On conducting a medical examination, the committee suggested that the medical findings should not conclude whether rape had occurred or not. It should just record medical findings. It also suggests ending the unscientific and degrading test to certain the laxity of vaginal muscles with fingers (commonly referred to as the “two-finger test”).
On protection of women from harassment and sexual offences, the committee felt, was dependent on the quality of policing. It also believed it was necessary to inculcate “Constitutional values” and “moral vision” in the police force.
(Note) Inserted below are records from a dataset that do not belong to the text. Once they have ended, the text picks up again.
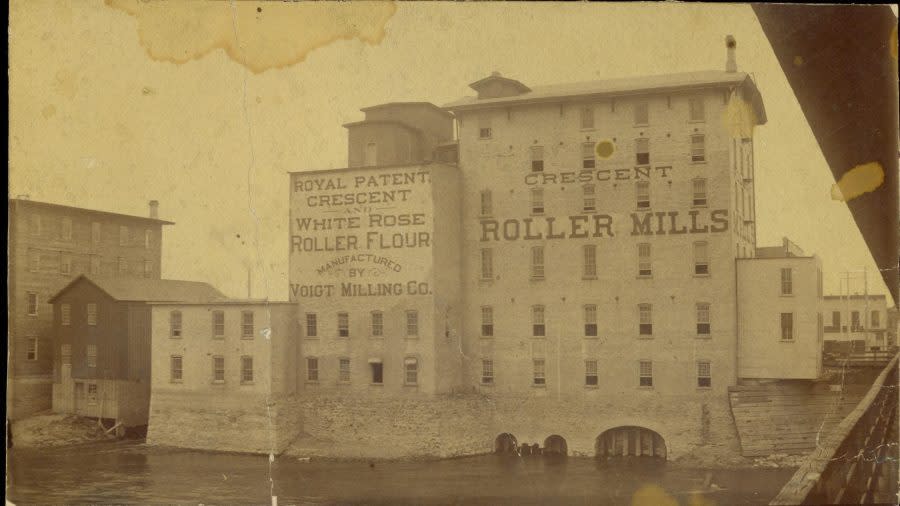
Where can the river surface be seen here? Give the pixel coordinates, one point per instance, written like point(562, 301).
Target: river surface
point(131, 472)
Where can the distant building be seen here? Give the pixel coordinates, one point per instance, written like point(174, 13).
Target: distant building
point(50, 244)
point(102, 338)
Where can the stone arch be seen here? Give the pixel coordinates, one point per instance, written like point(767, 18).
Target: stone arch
point(506, 444)
point(630, 441)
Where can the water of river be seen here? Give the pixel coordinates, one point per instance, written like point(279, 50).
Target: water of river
point(131, 472)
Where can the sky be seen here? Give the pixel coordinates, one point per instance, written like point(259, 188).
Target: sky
point(207, 106)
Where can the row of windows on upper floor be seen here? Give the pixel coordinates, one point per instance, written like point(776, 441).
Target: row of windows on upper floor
point(698, 198)
point(36, 228)
point(696, 113)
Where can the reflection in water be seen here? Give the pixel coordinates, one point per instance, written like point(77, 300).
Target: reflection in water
point(135, 473)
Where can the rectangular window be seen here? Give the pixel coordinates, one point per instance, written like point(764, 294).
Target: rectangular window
point(487, 372)
point(487, 321)
point(312, 329)
point(537, 201)
point(642, 194)
point(539, 373)
point(219, 369)
point(91, 355)
point(538, 328)
point(32, 305)
point(787, 281)
point(645, 315)
point(704, 379)
point(92, 310)
point(644, 264)
point(787, 326)
point(537, 158)
point(642, 151)
point(537, 262)
point(175, 368)
point(95, 233)
point(697, 109)
point(646, 373)
point(590, 261)
point(31, 350)
point(587, 117)
point(218, 324)
point(246, 369)
point(175, 324)
point(590, 373)
point(312, 369)
point(703, 328)
point(590, 320)
point(412, 323)
point(65, 231)
point(701, 258)
point(590, 198)
point(699, 185)
point(411, 368)
point(247, 325)
point(698, 148)
point(343, 325)
point(487, 263)
point(641, 113)
point(377, 324)
point(487, 204)
point(588, 158)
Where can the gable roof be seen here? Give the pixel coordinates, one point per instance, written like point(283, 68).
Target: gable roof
point(148, 290)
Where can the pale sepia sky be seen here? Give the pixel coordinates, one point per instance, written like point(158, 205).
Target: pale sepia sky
point(96, 122)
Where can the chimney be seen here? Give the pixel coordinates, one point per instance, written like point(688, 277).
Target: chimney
point(730, 63)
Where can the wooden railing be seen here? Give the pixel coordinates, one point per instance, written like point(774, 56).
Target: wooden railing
point(847, 466)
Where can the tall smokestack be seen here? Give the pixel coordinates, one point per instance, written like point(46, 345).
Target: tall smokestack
point(731, 62)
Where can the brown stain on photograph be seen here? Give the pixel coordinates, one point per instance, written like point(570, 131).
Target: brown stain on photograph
point(258, 35)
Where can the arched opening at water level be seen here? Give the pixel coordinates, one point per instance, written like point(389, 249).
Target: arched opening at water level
point(630, 442)
point(506, 444)
point(555, 445)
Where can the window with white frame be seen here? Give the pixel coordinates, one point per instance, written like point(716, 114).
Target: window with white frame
point(343, 325)
point(590, 198)
point(590, 320)
point(642, 151)
point(487, 321)
point(698, 148)
point(218, 324)
point(487, 372)
point(703, 327)
point(537, 158)
point(645, 372)
point(412, 323)
point(539, 372)
point(537, 201)
point(590, 261)
point(377, 324)
point(699, 199)
point(642, 194)
point(537, 262)
point(175, 324)
point(588, 158)
point(590, 373)
point(65, 314)
point(787, 281)
point(645, 317)
point(538, 328)
point(701, 258)
point(704, 376)
point(644, 264)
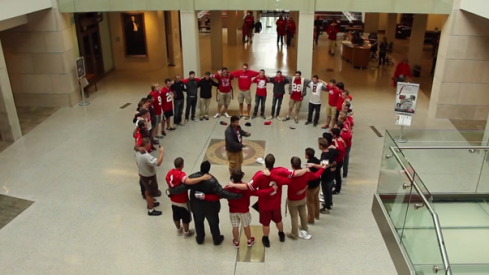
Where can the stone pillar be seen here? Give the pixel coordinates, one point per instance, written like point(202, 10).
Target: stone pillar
point(371, 23)
point(216, 40)
point(9, 121)
point(232, 27)
point(40, 57)
point(304, 48)
point(461, 82)
point(416, 41)
point(390, 31)
point(190, 43)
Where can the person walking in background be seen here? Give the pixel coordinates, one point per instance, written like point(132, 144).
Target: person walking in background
point(261, 94)
point(178, 87)
point(192, 88)
point(290, 30)
point(234, 144)
point(281, 25)
point(332, 32)
point(147, 174)
point(279, 82)
point(205, 85)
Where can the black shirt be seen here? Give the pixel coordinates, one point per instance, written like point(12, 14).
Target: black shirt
point(329, 155)
point(178, 87)
point(206, 87)
point(313, 183)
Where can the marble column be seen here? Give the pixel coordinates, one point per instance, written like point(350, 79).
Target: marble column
point(190, 42)
point(390, 32)
point(9, 121)
point(305, 48)
point(416, 41)
point(232, 28)
point(216, 40)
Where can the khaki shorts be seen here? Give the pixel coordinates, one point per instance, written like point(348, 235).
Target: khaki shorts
point(243, 218)
point(235, 160)
point(295, 104)
point(244, 95)
point(223, 98)
point(330, 111)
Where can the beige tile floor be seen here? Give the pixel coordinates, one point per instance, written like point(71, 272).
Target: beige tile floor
point(88, 217)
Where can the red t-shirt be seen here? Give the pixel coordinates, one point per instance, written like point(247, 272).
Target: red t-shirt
point(261, 86)
point(249, 21)
point(299, 183)
point(262, 182)
point(341, 152)
point(167, 99)
point(333, 94)
point(157, 102)
point(244, 78)
point(224, 83)
point(346, 136)
point(297, 90)
point(339, 103)
point(175, 177)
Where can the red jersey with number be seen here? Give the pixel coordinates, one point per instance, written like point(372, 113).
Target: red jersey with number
point(167, 98)
point(262, 182)
point(174, 178)
point(297, 89)
point(261, 86)
point(224, 83)
point(157, 102)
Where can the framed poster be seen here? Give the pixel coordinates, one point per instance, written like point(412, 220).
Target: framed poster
point(406, 97)
point(134, 34)
point(80, 67)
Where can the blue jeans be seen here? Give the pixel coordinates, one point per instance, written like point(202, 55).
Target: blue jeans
point(259, 99)
point(346, 161)
point(276, 100)
point(178, 110)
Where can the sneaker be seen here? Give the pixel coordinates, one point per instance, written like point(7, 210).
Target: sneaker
point(265, 241)
point(154, 213)
point(281, 236)
point(188, 234)
point(251, 241)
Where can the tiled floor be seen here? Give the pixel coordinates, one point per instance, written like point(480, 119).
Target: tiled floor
point(89, 218)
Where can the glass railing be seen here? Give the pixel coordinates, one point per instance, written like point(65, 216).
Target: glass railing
point(436, 184)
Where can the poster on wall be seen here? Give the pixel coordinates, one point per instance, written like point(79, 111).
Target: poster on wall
point(134, 34)
point(80, 67)
point(406, 97)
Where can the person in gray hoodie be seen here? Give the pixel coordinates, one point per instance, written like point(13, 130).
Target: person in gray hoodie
point(279, 82)
point(192, 85)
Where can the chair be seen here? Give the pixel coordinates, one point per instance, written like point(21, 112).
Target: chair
point(388, 59)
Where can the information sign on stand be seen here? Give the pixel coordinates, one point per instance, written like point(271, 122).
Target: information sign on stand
point(81, 73)
point(405, 106)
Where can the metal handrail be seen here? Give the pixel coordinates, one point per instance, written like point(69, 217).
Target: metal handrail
point(439, 234)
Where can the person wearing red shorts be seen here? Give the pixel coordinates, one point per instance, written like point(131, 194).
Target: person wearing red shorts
point(167, 96)
point(269, 207)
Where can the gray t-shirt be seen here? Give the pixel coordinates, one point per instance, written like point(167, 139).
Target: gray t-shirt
point(146, 164)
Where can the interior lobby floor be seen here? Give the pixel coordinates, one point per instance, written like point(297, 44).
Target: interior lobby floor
point(88, 216)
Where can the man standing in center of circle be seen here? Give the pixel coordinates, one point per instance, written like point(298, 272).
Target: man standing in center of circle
point(244, 77)
point(234, 144)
The committee, in fact, had a long list of suggestions for reforming the police. It stressed on implementing the Supreme Court directives given in the Prakash Singh vs Union of India case to improve policing.
The apex court’s suggestions included forming a state security commission to ensure state governments did not have unwarranted influence on state police, a minimum tenure for directors general of police, inspectors general of police and other officers; setting up a separate unit for speedier investigation, a separate state police establishment boards to decide on transfers, postings and promotions and establishing a police complaints authority in districts to look into complaints against police officers.
The panel also said that “police officers with reputation of outstanding ability and character must be placed at the higher levels of the police force.”
The committee held that it was the judiciary’s primary responsibility to enforce fundamental rights through constitutional remedies. Referring to Delhi High Court taking up the issue of missing children suo motu, the committee wrote: “The judiciary can take suo motu cognizance of such issues being deeply concerned with them both in the Supreme Court and the High Court.”
“It is time for the judiciary to step in to discharge the constitutional mandate of enforcing fundamental rights and implementation of the rule of law,” it further recommended. It added that the Chief Justice of India could be approached to commence appropriate proceedings on the judicial side.
The Justice Verma committee said reforms were needed “to ensure true representation of people by elimination of those with criminal antecedents.” It was necessary to deal with criminalisation of politics to avoid conflicts in the discharge of legislative functions.
It suggested an amendment to Section 33A of the Representation of People Act-1951 that would require a prospective candidate to declare whether there was a case pending against him/her and whether cognisance had been taken of it. And if cognisance had been taken by a magistrate, the panel said, such candidates ought to be disqualified from participating in the electoral process.
It also said that to set a healthy precedent, all those in Parliament and state legislatures, who had any criminal cases pending against them in respect of heinous offences, should vacate their seats as a mark of respect to Parliament and the Constitution.